Patricia Yang has seen a lot of poop. In her time studying the dynamics of bodily fluids, the award-winning scientist has witnessed her share of cows dumping watery pies, rodents dropping little pellets, and elephants passing big balls of dung.
None of that would ultimately prepare her for what she was about to lay her eyes on.
It was 2015, and Yang had just presented on a mathematical model for bowel movements. A scientist at the conference asked if her theory worked for wombats, too. Yang had never seen wombat droppings, and when she googled for pictures, she found herself looking at some of the oddest-shaped poo she'd ever seen.
The Australian mammal's faeces are shaped like little dark cubes, the only known prismatic poops in the world. In fact, wombats are the only animals scientists have found that can produce cubes naturally, and for the longest time, we had no idea how they were doing it.

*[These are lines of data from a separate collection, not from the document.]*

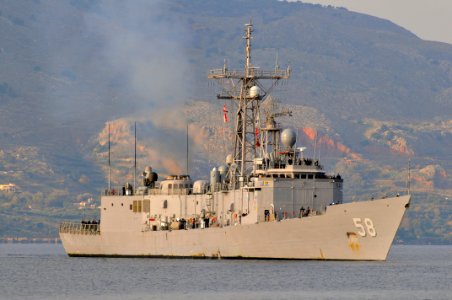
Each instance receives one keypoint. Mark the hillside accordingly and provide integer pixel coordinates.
(370, 93)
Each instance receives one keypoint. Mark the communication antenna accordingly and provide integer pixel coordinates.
(409, 177)
(135, 161)
(109, 159)
(187, 151)
(315, 143)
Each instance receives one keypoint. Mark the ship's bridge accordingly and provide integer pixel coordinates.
(176, 184)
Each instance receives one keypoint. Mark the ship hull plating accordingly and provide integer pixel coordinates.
(352, 231)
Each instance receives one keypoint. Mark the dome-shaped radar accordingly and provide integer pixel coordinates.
(288, 137)
(255, 91)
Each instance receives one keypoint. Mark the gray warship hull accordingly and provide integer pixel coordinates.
(351, 231)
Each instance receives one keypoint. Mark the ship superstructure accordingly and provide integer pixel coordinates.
(267, 201)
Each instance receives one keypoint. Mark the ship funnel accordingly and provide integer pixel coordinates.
(288, 137)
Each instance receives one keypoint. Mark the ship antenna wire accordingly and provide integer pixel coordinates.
(109, 160)
(135, 161)
(187, 150)
(409, 177)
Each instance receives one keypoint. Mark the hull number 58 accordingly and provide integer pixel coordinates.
(365, 226)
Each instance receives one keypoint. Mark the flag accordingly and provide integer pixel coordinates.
(225, 113)
(257, 137)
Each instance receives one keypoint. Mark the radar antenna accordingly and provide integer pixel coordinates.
(248, 93)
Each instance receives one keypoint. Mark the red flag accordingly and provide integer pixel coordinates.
(257, 137)
(225, 113)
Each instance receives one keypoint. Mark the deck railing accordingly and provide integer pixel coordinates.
(79, 228)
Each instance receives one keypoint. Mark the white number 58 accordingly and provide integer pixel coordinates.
(368, 224)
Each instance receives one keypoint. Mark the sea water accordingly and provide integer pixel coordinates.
(43, 271)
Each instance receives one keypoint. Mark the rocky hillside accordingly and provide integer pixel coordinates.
(369, 94)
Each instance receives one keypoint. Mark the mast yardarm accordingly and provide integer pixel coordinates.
(246, 90)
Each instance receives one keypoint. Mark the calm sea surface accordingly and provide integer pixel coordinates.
(43, 271)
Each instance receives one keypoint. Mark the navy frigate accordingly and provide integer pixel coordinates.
(268, 201)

Yang was immediately hooked. The mystery was an old one, but no one had done any hard investigations to find out what was really going on.
She and her lab supervisor at Georgia Tech, biomechanical engineer David Hu, decided to change that. In 2018, they finally got their hands on the intestine of a bare-nosed wombat (Vombatus ursinus).
The gut, which was carefully dissected by a scientist in Tasmania and shipped to the United States, showed a clear progression from muddy matter to a hard six-sided structure with sharp corners, almost like a 'gruesome Christmas ornament'.
It looked as though these cubes were forming even before the wombat pooped them out. Further CT scans on a live adult wombat confirmed this animal does not have a square-shaped anus; it's just as round as those of other animals, so the question remained: how do wombats excrete cubes?
As it turns out, it's all in the intestine. Using two new wombat dissections and mathematical models, Yang and her colleagues have now figured out how wombats actually poo prisms.
The first thing you need to know is that the wombat intestine is unusually long, up to nine metres in length. Compared to humans, it takes these metre-long creatures several times longer to suck all the nutrition and water out of their food, sometimes up to five days.
As a result, wombat poos are nearly twice as dry as human poos, and that could be what helps the marsupial survive droughts in the Australian bush. This lengthy process probably also helps their poo form more concrete shapes.
Just by looking at the wombat intestine, you can clearly see the gradual transition from a "yellow-green slurry of digesta", as the authors so bluntly put it, to a dry cube with "beveled edges and flat faces".
Using a balloon to blow up certain parts of the intestine, researchers noticed varying levels of thickness and stiffness in some of the tissue and muscle.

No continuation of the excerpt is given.